Cabeça do bebê ficou presa; criança foi reanimada por 40 minutos.
MP quer que obstetra responda por lesão corporal e falsidade ideológica.
O Tribunal de Justiça do Distrito Federal aceitou denúncia do Ministério Público contra uma obstetra, uma enfermeira obstétrica e uma doula por supostas falhas em um parto domiciliar realizado em 2014 que deixou sequelas neurológicas no bebê. O processo tramita na 1ª Vara Criminal de Taguatinga.
De acordo com a Promotoria de Justiça Criminal de Defesa dos Usuários dos Serviços de Saúde (Pró-vida), durante a gestação foi verificado que a criança estava sentada. No momento do parto, o recém-nascido ficou com os braços e as pernas para fora e com a cabeça presa no canal vaginal da mãe.
O MP aponta que o bebê nasceu em condições críticas, desacordado e hipotônico por falta de oxigenação. Ele precisou ser reanimado durante 40 minutos após o parto.
O fato ocorreu entre 26 e 27 de junho do ano passado. A gestante contratou a obstetra para o pré-natal e o parto domiciliar do primeiro filho. Segundo a denúncia, a orientação da médica era que no início das contrações a mulher entrasse em contato com a doula para ter certeza de que o trabalho de parto havia iniciado.
Conforme a denúncia, às 21h30 de 26 de junho de 2014, a gestante ligou para a doula dizendo que estava com constrações, mas a profissional afirmou que se tratava de “um falso trabalho de parto”. A orientação foi para que a mulher tomasse um remédio e tentasse dormir.
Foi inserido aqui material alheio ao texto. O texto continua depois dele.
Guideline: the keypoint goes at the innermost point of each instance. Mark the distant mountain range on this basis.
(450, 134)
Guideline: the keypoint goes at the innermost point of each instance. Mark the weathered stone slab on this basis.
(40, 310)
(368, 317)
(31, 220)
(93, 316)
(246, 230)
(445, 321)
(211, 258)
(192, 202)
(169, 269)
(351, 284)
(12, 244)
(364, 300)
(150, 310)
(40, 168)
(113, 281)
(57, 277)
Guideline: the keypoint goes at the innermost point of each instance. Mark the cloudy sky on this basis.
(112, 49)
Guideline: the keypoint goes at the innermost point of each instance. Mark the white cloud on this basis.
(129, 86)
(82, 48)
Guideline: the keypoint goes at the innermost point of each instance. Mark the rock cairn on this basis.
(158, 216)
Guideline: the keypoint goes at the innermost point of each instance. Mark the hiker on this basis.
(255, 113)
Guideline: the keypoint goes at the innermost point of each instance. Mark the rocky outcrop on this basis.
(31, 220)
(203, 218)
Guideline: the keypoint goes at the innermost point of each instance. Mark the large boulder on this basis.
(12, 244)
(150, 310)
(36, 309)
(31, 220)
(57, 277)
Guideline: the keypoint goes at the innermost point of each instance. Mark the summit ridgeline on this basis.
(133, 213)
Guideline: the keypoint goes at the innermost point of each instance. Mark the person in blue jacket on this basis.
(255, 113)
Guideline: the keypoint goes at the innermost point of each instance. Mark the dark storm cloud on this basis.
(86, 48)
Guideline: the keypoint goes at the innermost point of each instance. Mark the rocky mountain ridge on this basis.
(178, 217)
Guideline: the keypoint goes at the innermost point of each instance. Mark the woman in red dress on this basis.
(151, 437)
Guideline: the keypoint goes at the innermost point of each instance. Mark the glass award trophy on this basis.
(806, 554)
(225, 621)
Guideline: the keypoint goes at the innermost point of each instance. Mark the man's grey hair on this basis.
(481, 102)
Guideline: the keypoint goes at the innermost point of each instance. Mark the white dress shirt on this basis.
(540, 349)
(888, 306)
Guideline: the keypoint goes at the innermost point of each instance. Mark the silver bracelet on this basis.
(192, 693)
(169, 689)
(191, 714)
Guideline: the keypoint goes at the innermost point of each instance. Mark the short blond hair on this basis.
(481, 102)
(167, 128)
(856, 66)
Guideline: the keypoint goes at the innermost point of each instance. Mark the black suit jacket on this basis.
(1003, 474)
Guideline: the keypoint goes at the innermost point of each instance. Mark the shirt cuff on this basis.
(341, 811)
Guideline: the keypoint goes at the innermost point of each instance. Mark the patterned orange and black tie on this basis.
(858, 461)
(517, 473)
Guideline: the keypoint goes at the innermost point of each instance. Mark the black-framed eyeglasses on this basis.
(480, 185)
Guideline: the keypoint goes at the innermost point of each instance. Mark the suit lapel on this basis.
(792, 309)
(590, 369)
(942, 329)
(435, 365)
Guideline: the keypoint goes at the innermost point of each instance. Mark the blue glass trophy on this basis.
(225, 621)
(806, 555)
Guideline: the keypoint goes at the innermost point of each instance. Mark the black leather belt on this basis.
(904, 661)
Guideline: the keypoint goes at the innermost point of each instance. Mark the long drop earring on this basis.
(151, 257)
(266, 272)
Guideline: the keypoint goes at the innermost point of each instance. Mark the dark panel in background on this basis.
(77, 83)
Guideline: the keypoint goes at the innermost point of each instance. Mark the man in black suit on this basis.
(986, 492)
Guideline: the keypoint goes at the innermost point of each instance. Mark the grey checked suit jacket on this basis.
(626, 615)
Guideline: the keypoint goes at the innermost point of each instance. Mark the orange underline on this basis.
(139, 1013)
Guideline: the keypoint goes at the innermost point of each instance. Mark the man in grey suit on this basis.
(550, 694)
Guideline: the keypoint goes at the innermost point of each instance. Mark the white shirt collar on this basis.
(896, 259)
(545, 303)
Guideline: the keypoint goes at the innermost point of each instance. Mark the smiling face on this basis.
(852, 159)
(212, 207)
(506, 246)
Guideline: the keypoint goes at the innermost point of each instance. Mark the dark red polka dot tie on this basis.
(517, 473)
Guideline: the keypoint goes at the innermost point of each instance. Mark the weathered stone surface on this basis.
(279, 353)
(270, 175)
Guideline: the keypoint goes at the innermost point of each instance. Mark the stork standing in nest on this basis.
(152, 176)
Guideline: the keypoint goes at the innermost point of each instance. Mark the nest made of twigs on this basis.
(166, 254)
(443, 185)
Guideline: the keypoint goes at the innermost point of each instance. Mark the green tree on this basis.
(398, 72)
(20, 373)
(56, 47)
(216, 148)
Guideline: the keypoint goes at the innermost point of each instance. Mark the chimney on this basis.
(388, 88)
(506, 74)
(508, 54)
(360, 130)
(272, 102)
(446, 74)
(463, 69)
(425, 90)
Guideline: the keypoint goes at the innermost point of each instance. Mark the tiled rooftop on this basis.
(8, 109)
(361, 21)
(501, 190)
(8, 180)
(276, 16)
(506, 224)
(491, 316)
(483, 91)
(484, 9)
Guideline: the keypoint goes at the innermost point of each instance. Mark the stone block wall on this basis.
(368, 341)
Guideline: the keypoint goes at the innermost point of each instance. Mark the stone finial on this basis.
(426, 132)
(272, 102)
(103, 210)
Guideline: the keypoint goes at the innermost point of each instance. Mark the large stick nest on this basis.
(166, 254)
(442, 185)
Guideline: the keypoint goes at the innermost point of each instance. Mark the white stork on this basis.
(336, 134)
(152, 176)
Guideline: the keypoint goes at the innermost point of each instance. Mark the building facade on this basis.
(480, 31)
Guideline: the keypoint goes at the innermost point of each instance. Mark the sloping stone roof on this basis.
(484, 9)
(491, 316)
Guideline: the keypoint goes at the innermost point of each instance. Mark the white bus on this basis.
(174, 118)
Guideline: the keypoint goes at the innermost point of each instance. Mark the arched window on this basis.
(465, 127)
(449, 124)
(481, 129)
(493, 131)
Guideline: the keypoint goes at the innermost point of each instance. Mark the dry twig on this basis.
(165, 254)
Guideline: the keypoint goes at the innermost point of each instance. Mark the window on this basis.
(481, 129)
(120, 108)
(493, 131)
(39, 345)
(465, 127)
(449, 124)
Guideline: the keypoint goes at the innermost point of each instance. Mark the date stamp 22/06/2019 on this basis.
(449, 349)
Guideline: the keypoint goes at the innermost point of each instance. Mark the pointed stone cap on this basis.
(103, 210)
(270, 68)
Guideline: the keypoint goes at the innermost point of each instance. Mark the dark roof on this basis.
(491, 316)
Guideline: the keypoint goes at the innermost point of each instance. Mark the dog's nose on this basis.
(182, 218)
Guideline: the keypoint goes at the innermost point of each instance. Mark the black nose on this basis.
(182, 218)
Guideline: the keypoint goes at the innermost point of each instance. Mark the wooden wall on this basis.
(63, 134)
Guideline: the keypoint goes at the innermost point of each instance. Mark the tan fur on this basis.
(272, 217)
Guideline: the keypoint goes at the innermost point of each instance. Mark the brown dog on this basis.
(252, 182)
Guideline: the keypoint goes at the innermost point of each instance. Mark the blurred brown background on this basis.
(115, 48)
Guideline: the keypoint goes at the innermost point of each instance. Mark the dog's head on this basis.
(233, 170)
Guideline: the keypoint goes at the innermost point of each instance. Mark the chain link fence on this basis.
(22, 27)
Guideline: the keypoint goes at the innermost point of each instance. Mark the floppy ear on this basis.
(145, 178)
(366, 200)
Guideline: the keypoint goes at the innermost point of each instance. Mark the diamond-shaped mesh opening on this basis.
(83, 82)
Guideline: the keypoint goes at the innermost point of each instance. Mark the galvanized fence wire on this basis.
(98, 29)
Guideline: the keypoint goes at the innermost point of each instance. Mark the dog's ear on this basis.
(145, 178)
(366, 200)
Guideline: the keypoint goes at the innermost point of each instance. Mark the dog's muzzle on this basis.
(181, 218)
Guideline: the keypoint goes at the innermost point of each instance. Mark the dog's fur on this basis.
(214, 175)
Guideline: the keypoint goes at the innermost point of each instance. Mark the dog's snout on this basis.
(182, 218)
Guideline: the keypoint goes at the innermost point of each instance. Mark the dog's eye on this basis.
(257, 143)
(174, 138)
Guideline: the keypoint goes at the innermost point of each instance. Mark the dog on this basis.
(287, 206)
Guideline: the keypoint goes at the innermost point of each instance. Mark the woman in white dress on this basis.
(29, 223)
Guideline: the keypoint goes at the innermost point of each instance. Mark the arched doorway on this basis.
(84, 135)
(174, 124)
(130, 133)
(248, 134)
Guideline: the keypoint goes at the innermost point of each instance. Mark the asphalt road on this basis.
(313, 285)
A grávida então enviou mensagem pelo celular para a médica.
Na manhã seguinte, quase 10 horas depois do primeiro contato, a gestante ligou novamente para a doula informando que o bebê estava nascendo. A profissional foi até a residência do casal. A médica e a enfermeira chegaram dez minutos depois e encontraram o bebê com a cabeça presa.
Segundo a ação do MP, mesmo depois de reanimar a criança por 40 minutos, a médica optou por deixar o recém-nascido em casa aos cuidados da doula e da enfermeira, levando a criança para o hospital quase 9 horas depois.
A promotoria afirma que a obstetra não relatou as reais condições do nascimento e mentiu sobre o horário do parto no hospital, o que demonstra a “intenção de minorar sua responsabilidade”.
Para o MP, a médica deve responder por lesão corporal grave, falsidade ideológica e periclitação da vida e da saúde; a doula, por lesão corporal grave; e a enfermeira, por lesão corporal grave e falsidade ideológica. O MP pede que a família seja indenizada em R$ 150 mil pela médica e R$ 50 mil pela doula e pela enfermeira.
Parto domiciliar
O diretor do Conselho Federal de Medicina, o ginecologista e obstetra Hiran Gallo, afirmou que a entidade é contra o parto domiciliar. Ele disse que o conselho considera que o parto hospitalar é mais adequado por ter maior chance de preservação da vida da gestante e do filho.
“Para preservar a integridade do binômio mãe e filho acreditamos que o parto hospitalar é melhor porque tem toda a equipe necessária para atender a gestante. No parto domiciliar, quando existe uma complicação, para chegar no hospital é muito demorado.”
Gallo é coordenador da Câmara Técnica de Ginecologia e Obstetrícia, doutor em bioética e professor da faculdade de medicina da Universidade do Porto. O especialista não quis comentar o caso específico da denúncia, mas afirmou que o parto domiciliar pode trazer lesões graves ao recém-nascido se for mal acompanhado.
“As sequelas vão depender do grau. A criança não pode passar muito tempo no canal de parto coroando e presa porque vai automaticamente ter sequelas e deficiências que vão trazer problemas para o resto da vida para a família”, disse. “Quando ocorre um problema no parto um dos recursos é a cesariana.”
Gallo orienta que se coloque uma ambulância na porta da residência, caso a mulher escolha o parto domiciliar. “Pelo menos dessa forma a equipe estará preparada para o transporte do bebê e da mãe caso ocorra alguma alteração no trabalho de parto que requeira cuidado hospitalar.”
Ele diz que a melhor opção é o parto normal no hospital e critica as cesarianas marcadas. “O grande problema das cesarianas marcadas é a prematuridade. Temos que combater isso. Uma criança prematura pode trazer problemas também.”
O diretor disse que o conselho está estudando criar uma resolução para restringir marcações de cesarianas. “Estamos discutindo sobre a cesárea eletiva. A cesárea tem que ser realizada se a gestante está com 39 para 40 semanas ou em trabalho de parto.”
A Secretaria de Saúde do DF informou que não dá nenhuma orientação sobre casos de parto domiciliar, pois a pasta realiza esse tipo de procedimento.